Trennung
Eine Trennung im rechtlichen Verständnis liegt vor, wenn ein Ehepaar keine häusliche Gemeinschaft mehr bildet und ein Ehegatte sie erkennbar nicht herstellen möchte, da er die eheliche Lebensgemeinschaft ablehnt. Auch wenn die Eheleute getrennt in einer Wohnung leben, besteht keine häusliche Gemeinschaft mehr. Voraussetzung für eine scheidungsrechtlich „korrekte“ Trennung ist jedoch, dass zwischen den Ehegatten keine essentielle, persönliche Beziehung mehr besteht und kein gemeinsamer Haushalt geführt wird.Wie bereits angeklungen, ist in jedem Fall ist die Trennung von der Scheidung der Ehe zu abzugrenzen. Schließlich kann die Ehescheidung erst nach einer Trennung erfolgen. Hierbei gelten folgende Zeiträume:
Erfolgt die Ehescheidung einseitig, als nur auf Bestreben eines Ehepartners hin, ist diese erst möglich, wenn drei Jahre seit der Trennung verstrichen sind. Nur in dem Fall, dass der weitere Bestand der Ehe eine nicht zumutbare Härte für einen der Ehegatten bedeuten würde, ist ein früherer Scheidungszeitpunkt möglich. Die Möglichkeit zur einvernehmlichen Scheidung besteht bereits nach einem Jahr nach der Trennung.

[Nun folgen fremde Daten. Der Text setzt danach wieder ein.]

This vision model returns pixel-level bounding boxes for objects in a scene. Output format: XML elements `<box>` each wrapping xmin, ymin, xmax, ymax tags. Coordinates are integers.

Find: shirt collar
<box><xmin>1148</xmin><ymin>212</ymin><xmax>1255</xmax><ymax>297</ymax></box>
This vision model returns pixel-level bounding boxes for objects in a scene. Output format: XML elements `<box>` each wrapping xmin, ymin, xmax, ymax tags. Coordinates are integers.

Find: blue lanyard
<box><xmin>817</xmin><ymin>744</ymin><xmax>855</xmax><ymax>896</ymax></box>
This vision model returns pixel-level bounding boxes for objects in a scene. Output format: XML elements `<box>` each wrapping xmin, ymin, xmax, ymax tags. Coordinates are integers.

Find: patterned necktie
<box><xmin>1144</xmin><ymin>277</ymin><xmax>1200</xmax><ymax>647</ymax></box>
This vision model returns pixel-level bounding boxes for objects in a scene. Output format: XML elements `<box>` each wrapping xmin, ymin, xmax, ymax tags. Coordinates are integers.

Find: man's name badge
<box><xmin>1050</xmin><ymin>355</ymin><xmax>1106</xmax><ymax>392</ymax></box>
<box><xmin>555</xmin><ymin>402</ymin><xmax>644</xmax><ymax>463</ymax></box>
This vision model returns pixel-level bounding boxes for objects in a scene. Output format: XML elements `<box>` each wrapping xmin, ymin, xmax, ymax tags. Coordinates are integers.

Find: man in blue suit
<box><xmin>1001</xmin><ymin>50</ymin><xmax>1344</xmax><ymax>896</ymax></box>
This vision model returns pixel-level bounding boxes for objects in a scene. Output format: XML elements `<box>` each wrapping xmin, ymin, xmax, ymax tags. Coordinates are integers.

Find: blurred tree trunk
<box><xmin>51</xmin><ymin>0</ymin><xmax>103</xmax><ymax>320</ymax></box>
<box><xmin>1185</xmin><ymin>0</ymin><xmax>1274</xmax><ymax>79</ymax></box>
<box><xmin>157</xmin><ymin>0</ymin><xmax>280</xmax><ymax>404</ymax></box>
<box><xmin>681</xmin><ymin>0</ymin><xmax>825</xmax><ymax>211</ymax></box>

Für den Zeitraum zwischen Trennung und Scheidung kann womöglich ein Anspruch auf Trennungsunterhalt gemäß dem Unterhaltsrecht geltend gemacht werden.
Eheleute, die bei der Heirat den Namen ihres Gatten angenommen haben, können sich diesen in Folge der Scheidung entledigen und ihren vorigen Namen, also zumeist den Geburtsnamen, wieder annehmen.
Kinder, die aus der Partnerschaft hervorgegangen sind, sind in aller Regel die Leidtragenden einer Trennung. Sie erleben häufig ein durch Streitereien geprägtes Familienumfeld und sind nach der Trennung häufig zwischen den beiden Elternteilen hin- und hergerissen. Über ihren Köpfen wird über das Sorgerecht und den Unterhalt für sie verhandelt. Mittlerweile ist das gemeinsame Sorgerecht für die Kinder der Regelfall. Lediglich Anlässe, die gegen das Wohl des Kindes sprechen, können Gründe dafür sein, dass nur einem Elternteil das Sorgerecht zugesprochen wird.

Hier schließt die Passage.